Je m’efforcerai, dorénavant, de serrer de plus près ma ligne de direction.

Les semaines qui suivirent la confession de Jean Lebris m’ont laissé le souvenir d’une période singulièrement ardente et pleine. Amour, amitié, dévouement au malade, curiosité scientifique, j’avais plus d’une raison pour m’associer à l’existence de mes voisins. Aussi, en quelques jours, étions-nous devenus inséparables. Mais je me rappelle combien il m’était difficile de répartir également mes assiduités et de cacher sous l’apparence d’une galanterie banale les hommages d’une passion sans cesse grandissante. Mme Fontan et Mme Lebris, s’étant prises d’affection, ne se quittaient guère. Fanny, libre de toute contrainte, avide de mouvement comme de charité, toujours prête au bien et au plaisir, partageait son temps entre l’aveugle, le sport et les parties que nous organisions.

Cependant, toutes les portes s’ouvrirent devant sa grâce, sa belle humeur et son infortune ; de nombreuses invitations l’assaillirent. Elle y céda.

Or, il faut savoir qu’en été l’humble Belvoux devient un endroit fort mondain, à cause des maisons de campagne et des châteaux qui l’avoisinent. Le dimanche, la sortie de la messe rassemble toutes sortes d’élégances, et la file des autos s’allonge jusque sur le Cours. Moi-même, assez sportif et loin de mépriser les joies du siècle, j’ai toujours fréquenté sans ennui tout ce beau monde, où je tiens ma petite place de médecin scrupuleux, capable de faire figure à une table de bridge ou devant un filet de tennis.

Mlle Grive fit sensation. C’était à qui la convierait.

Je ne m’en plaignais pas. La plupart du temps, Mme Fontan demeurait au logis en l’absence de sa nièce, si bien que Fanny Grive et moi nous trouvions seuls parmi les réunions, et qu’il en résultait une sorte d’intimité dont la sensation m’était des plus douce.
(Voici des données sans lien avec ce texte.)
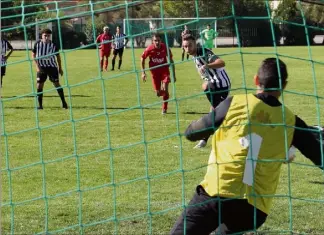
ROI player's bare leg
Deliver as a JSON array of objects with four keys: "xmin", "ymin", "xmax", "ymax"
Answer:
[
  {"xmin": 111, "ymin": 55, "xmax": 117, "ymax": 71},
  {"xmin": 118, "ymin": 53, "xmax": 123, "ymax": 69},
  {"xmin": 100, "ymin": 56, "xmax": 104, "ymax": 72},
  {"xmin": 53, "ymin": 82, "xmax": 68, "ymax": 109},
  {"xmin": 101, "ymin": 56, "xmax": 108, "ymax": 71},
  {"xmin": 37, "ymin": 82, "xmax": 44, "ymax": 109},
  {"xmin": 194, "ymin": 82, "xmax": 214, "ymax": 148},
  {"xmin": 160, "ymin": 82, "xmax": 169, "ymax": 114}
]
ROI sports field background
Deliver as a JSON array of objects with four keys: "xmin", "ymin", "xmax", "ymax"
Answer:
[{"xmin": 1, "ymin": 47, "xmax": 324, "ymax": 234}]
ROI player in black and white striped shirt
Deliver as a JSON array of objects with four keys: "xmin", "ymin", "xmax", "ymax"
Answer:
[
  {"xmin": 111, "ymin": 26, "xmax": 128, "ymax": 70},
  {"xmin": 32, "ymin": 29, "xmax": 68, "ymax": 109},
  {"xmin": 182, "ymin": 34, "xmax": 231, "ymax": 148},
  {"xmin": 0, "ymin": 39, "xmax": 13, "ymax": 87}
]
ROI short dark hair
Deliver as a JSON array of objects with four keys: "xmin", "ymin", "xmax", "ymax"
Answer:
[
  {"xmin": 152, "ymin": 33, "xmax": 161, "ymax": 38},
  {"xmin": 41, "ymin": 29, "xmax": 52, "ymax": 35},
  {"xmin": 258, "ymin": 58, "xmax": 288, "ymax": 89},
  {"xmin": 182, "ymin": 34, "xmax": 196, "ymax": 41}
]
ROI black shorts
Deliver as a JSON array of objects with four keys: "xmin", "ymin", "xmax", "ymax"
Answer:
[
  {"xmin": 1, "ymin": 66, "xmax": 6, "ymax": 77},
  {"xmin": 113, "ymin": 47, "xmax": 124, "ymax": 57},
  {"xmin": 205, "ymin": 82, "xmax": 230, "ymax": 108},
  {"xmin": 171, "ymin": 185, "xmax": 267, "ymax": 235},
  {"xmin": 37, "ymin": 67, "xmax": 59, "ymax": 83}
]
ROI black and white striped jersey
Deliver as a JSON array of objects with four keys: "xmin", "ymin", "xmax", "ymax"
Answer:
[
  {"xmin": 193, "ymin": 47, "xmax": 231, "ymax": 89},
  {"xmin": 33, "ymin": 40, "xmax": 59, "ymax": 68},
  {"xmin": 1, "ymin": 39, "xmax": 13, "ymax": 65},
  {"xmin": 113, "ymin": 33, "xmax": 127, "ymax": 49}
]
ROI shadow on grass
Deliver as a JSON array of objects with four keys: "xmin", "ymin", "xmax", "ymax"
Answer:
[
  {"xmin": 2, "ymin": 95, "xmax": 91, "ymax": 98},
  {"xmin": 184, "ymin": 112, "xmax": 208, "ymax": 115},
  {"xmin": 309, "ymin": 181, "xmax": 324, "ymax": 185}
]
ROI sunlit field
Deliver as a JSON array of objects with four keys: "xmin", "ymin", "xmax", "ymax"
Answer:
[{"xmin": 1, "ymin": 47, "xmax": 324, "ymax": 234}]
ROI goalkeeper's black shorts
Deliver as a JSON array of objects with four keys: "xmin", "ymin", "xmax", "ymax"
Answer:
[{"xmin": 171, "ymin": 185, "xmax": 268, "ymax": 235}]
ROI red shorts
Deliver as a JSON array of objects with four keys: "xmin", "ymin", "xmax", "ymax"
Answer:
[
  {"xmin": 151, "ymin": 71, "xmax": 171, "ymax": 91},
  {"xmin": 100, "ymin": 50, "xmax": 111, "ymax": 57}
]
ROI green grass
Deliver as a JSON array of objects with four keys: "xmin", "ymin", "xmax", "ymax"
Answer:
[{"xmin": 1, "ymin": 47, "xmax": 324, "ymax": 234}]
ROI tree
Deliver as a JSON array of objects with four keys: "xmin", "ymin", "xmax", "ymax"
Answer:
[
  {"xmin": 1, "ymin": 0, "xmax": 45, "ymax": 38},
  {"xmin": 234, "ymin": 0, "xmax": 281, "ymax": 46},
  {"xmin": 275, "ymin": 0, "xmax": 324, "ymax": 45}
]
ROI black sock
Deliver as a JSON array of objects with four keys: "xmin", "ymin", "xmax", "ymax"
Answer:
[
  {"xmin": 37, "ymin": 89, "xmax": 43, "ymax": 107},
  {"xmin": 57, "ymin": 87, "xmax": 66, "ymax": 103},
  {"xmin": 111, "ymin": 59, "xmax": 115, "ymax": 69},
  {"xmin": 204, "ymin": 88, "xmax": 213, "ymax": 106},
  {"xmin": 201, "ymin": 136, "xmax": 209, "ymax": 142}
]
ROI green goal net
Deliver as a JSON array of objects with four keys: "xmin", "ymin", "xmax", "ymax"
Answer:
[{"xmin": 1, "ymin": 0, "xmax": 324, "ymax": 234}]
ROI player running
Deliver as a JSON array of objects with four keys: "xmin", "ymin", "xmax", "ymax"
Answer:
[
  {"xmin": 183, "ymin": 35, "xmax": 231, "ymax": 148},
  {"xmin": 181, "ymin": 25, "xmax": 192, "ymax": 61},
  {"xmin": 96, "ymin": 26, "xmax": 112, "ymax": 72},
  {"xmin": 141, "ymin": 34, "xmax": 176, "ymax": 114},
  {"xmin": 200, "ymin": 24, "xmax": 218, "ymax": 50}
]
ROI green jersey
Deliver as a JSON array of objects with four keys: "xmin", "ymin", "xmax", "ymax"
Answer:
[{"xmin": 200, "ymin": 29, "xmax": 217, "ymax": 41}]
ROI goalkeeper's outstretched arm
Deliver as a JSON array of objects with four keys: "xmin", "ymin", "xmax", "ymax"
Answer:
[
  {"xmin": 292, "ymin": 116, "xmax": 324, "ymax": 169},
  {"xmin": 184, "ymin": 97, "xmax": 233, "ymax": 141}
]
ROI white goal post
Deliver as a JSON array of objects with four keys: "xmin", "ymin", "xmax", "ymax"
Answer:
[{"xmin": 123, "ymin": 17, "xmax": 217, "ymax": 48}]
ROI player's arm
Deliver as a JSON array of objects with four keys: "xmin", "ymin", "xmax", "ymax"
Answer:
[
  {"xmin": 6, "ymin": 41, "xmax": 13, "ymax": 60},
  {"xmin": 169, "ymin": 48, "xmax": 177, "ymax": 82},
  {"xmin": 141, "ymin": 48, "xmax": 149, "ymax": 82},
  {"xmin": 32, "ymin": 43, "xmax": 40, "ymax": 72},
  {"xmin": 200, "ymin": 29, "xmax": 206, "ymax": 40},
  {"xmin": 124, "ymin": 35, "xmax": 128, "ymax": 47},
  {"xmin": 292, "ymin": 116, "xmax": 324, "ymax": 169},
  {"xmin": 184, "ymin": 97, "xmax": 233, "ymax": 141},
  {"xmin": 55, "ymin": 45, "xmax": 63, "ymax": 76},
  {"xmin": 96, "ymin": 34, "xmax": 101, "ymax": 43},
  {"xmin": 214, "ymin": 31, "xmax": 218, "ymax": 38},
  {"xmin": 205, "ymin": 50, "xmax": 225, "ymax": 69}
]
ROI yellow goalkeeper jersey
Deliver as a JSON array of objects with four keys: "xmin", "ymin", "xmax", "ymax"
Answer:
[{"xmin": 201, "ymin": 94, "xmax": 295, "ymax": 214}]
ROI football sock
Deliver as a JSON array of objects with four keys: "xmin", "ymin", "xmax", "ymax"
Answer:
[
  {"xmin": 100, "ymin": 58, "xmax": 103, "ymax": 70},
  {"xmin": 111, "ymin": 59, "xmax": 115, "ymax": 69},
  {"xmin": 37, "ymin": 89, "xmax": 43, "ymax": 107},
  {"xmin": 57, "ymin": 87, "xmax": 66, "ymax": 103},
  {"xmin": 162, "ymin": 91, "xmax": 169, "ymax": 110}
]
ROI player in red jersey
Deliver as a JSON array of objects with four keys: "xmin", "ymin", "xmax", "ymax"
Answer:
[
  {"xmin": 96, "ymin": 26, "xmax": 112, "ymax": 72},
  {"xmin": 141, "ymin": 34, "xmax": 176, "ymax": 114}
]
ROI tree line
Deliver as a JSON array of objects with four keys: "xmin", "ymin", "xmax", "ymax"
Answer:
[{"xmin": 1, "ymin": 0, "xmax": 324, "ymax": 48}]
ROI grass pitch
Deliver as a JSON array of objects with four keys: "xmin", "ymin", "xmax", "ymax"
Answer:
[{"xmin": 1, "ymin": 47, "xmax": 324, "ymax": 234}]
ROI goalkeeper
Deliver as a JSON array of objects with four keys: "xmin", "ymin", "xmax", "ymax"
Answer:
[
  {"xmin": 200, "ymin": 24, "xmax": 218, "ymax": 50},
  {"xmin": 171, "ymin": 58, "xmax": 324, "ymax": 235}
]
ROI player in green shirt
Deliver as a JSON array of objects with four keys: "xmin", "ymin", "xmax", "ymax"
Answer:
[{"xmin": 200, "ymin": 24, "xmax": 218, "ymax": 50}]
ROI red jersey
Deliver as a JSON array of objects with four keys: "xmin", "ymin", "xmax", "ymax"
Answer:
[
  {"xmin": 96, "ymin": 33, "xmax": 112, "ymax": 52},
  {"xmin": 142, "ymin": 43, "xmax": 172, "ymax": 72}
]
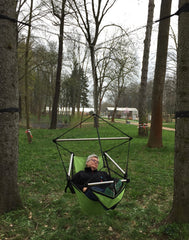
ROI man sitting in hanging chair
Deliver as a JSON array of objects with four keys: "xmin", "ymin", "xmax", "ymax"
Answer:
[{"xmin": 72, "ymin": 154, "xmax": 122, "ymax": 201}]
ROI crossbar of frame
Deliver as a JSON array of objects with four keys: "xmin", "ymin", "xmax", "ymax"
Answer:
[
  {"xmin": 87, "ymin": 179, "xmax": 127, "ymax": 186},
  {"xmin": 56, "ymin": 137, "xmax": 130, "ymax": 142},
  {"xmin": 104, "ymin": 152, "xmax": 125, "ymax": 175}
]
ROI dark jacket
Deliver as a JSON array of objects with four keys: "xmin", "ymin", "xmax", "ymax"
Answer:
[{"xmin": 72, "ymin": 167, "xmax": 113, "ymax": 190}]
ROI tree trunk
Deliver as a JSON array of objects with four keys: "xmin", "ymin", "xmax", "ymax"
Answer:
[
  {"xmin": 138, "ymin": 0, "xmax": 154, "ymax": 136},
  {"xmin": 90, "ymin": 46, "xmax": 99, "ymax": 127},
  {"xmin": 0, "ymin": 0, "xmax": 22, "ymax": 214},
  {"xmin": 24, "ymin": 0, "xmax": 33, "ymax": 143},
  {"xmin": 50, "ymin": 0, "xmax": 66, "ymax": 129},
  {"xmin": 168, "ymin": 0, "xmax": 189, "ymax": 223},
  {"xmin": 148, "ymin": 0, "xmax": 172, "ymax": 148}
]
Quant à Jean Lebris, inutile de dire qu’il fuyait comme la peste toute occasion de démentir sa sauvagerie. Pour l’apprivoiser au profit de la charmante réfugiée, il n’avait fallu rien moins que l’irrésistible séduction de Fanny, sa bonté serviable, son entrain communicatif, ce bon-garçonnisme si exquis dans une jeune fille douée d’un pareil éclat. Il aimait la voix de sa lectrice, la gentillesse prévenante de son guide ; mais, infirme et farouche, il repoussait toujours nos instances quand nous parlions de le conduire à quelque petite fête.

Malgré toute la violence de l’amour qui m’envahissait, Jean Lebris tenait une grande place dans ma vie. Je le soignais de tout mon cœur et de tout mon savoir, et sa gratitude se manifestait par la complaisance avec laquelle il se prêtait à mes études expérimentales.